У Куросавы вообще все чрезвычайно приземлено. Большой кишащий людьми город. Изнурительная духота, будто земля на самом деле накаляется изнутри все более. Истекающие потом персонажи, не выпускающие из рук вееров и платков. Подробный быт родственников Накадзимы, внутрисемейные малые и большие распри. Затяжные судебные прения. Таким образом, общечеловеческое содержание страха Накадзимы вырастает из мельчайших подробностей быта, из занудства внутрисемейных перипетий.

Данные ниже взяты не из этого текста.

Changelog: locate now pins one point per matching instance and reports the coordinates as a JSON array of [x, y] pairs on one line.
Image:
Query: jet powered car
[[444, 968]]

Оттуда поднимаемся мы до осознания сотворенной человеческим неразумием катастрофы: земля горит!
У Тарковского зритель должен (просто обязан!) двигаться иным путем. Ему надлежит пробиться сквозь эсхатологическую символику к подробностям личного апокалипсиса художника. Только тогда зритель почувствует его непосредственные страдания (вживется в них!) в ситуации между грехом и святостью, между "великим терзанием и великим прошением".
Действительно, "Поклонение волхвов" Леонардо и "Страсти по Матфею" Баха в титрах "Жертвоприношения" с самого начала задают художественному высказыванию глобальные масштабы библейской притчи. И герой начинает жизнь в сюжете с ритуала. Ибо посадка дерева, рифмуясь с легендой о монахе и послушнике, есть ритуал. Передача сыну духовной эстафеты, завещания, в надежде, что сын будет "поливать" переданное изо дня в день, наполняя его жизнью.

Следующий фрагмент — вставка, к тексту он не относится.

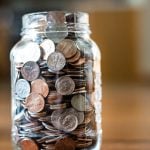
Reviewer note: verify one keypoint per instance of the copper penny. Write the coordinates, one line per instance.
(56, 61)
(81, 61)
(74, 58)
(39, 86)
(28, 144)
(65, 144)
(35, 103)
(65, 85)
(30, 71)
(67, 47)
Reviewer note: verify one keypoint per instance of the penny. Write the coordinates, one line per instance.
(56, 61)
(65, 85)
(22, 88)
(81, 61)
(28, 144)
(65, 144)
(68, 122)
(67, 47)
(35, 103)
(75, 57)
(30, 71)
(39, 86)
(48, 47)
(79, 102)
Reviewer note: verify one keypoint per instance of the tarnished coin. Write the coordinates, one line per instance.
(68, 122)
(54, 118)
(39, 86)
(30, 71)
(67, 47)
(75, 57)
(28, 144)
(22, 88)
(35, 102)
(48, 47)
(56, 61)
(79, 102)
(65, 85)
(65, 144)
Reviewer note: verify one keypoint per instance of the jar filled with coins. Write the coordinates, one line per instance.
(56, 84)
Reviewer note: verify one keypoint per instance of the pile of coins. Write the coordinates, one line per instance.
(53, 96)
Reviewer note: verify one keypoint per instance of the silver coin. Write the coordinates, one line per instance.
(56, 61)
(79, 102)
(22, 88)
(26, 50)
(48, 47)
(65, 85)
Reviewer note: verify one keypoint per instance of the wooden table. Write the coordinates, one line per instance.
(126, 117)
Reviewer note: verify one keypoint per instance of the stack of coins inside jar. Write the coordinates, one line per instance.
(53, 93)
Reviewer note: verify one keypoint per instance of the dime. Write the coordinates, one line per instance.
(79, 102)
(56, 61)
(28, 144)
(65, 144)
(39, 86)
(68, 122)
(22, 88)
(65, 85)
(67, 47)
(74, 58)
(48, 47)
(35, 103)
(30, 71)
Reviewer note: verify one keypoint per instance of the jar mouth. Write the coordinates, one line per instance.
(51, 20)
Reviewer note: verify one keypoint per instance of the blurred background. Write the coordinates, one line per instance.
(121, 29)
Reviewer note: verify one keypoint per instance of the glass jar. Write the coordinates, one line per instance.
(56, 84)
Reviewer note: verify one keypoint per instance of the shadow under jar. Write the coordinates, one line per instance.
(56, 84)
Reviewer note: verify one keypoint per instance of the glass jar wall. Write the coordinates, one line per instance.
(56, 84)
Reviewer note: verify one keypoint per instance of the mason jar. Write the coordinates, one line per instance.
(56, 84)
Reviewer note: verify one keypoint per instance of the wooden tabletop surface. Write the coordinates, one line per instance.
(126, 117)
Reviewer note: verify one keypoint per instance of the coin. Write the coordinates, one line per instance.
(67, 47)
(65, 85)
(79, 102)
(75, 57)
(48, 47)
(39, 86)
(26, 50)
(65, 144)
(28, 144)
(68, 122)
(22, 88)
(30, 71)
(56, 61)
(35, 102)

Александер находится в кризисе, обостренном переживанием дня рождения. Он болен "мировой скорбью", о чем и сообщает своему лишенному на какое-то время дара речи сыну. За этим многословием можно угадать целиком интимное желание автора исповедаться перед Андреем-младшим, что он и делал в свое время, когда тот вряд ли был способен как-то отреагировать на отцовские речи.
Откровению героя предшествует реплика "странного" почтальона Отто (Алан Эдваль): "А каково твое отношение к Богу?" Александер: "Я вовсе не боюсь". В этом ответе желаемое выдается за действительное. Боится! Боится смерти. Вероятно, поэтому и герой, и его создатель торопятся посвятить потомков в существо своих терзаний.
Тарковский вел непрекращающийся, опасно напряженный "диалог" с небытием в жажде спасения. Вспомним сценарий "Ведьма". Герой, ученый, проповедующий победу над страхом смерти, сам оказывается в ее лапах. И только тогда побеждает смерть, когда совершенно слепо отдается любви. В сценарии коллизия эта очевидна, поскольку обнажена в пугающей простоте своей. Профессор-танатист Максим Акромис, проповедующий "смерть как истинную цель жизни", прототипом явно имеет вдохновителя сценария - Андрея Тарковского. Стругацкие, с присущей им наивной убедительностью художников-реалистов, сказали об этом, как и о том, что такого рода мировоззренческие установки "обезжизневают" и самого их носителя.
Дом Александера шаток в совершенно конкретном, житейском смысле. Но у Тарковского шаткость частного мироустройства - следствие всеобщей уже длящейся катастрофы. Ее переживание наполняет жизнь Александера неизбывной экзистенциальной тревогой. Но тревожится-то он прежде всего о Малыше, к которому "слишком привязан". Однако за этой тревогой опять же маячит мировой сюжет избиения младенцев. Итак, фильм открывается глубокой личной болью о доме, подтачиваемом разворачивающейся всеобщей катастрофой, жертвой которой должен стать Младенец, в семейном быту героя - Малыш.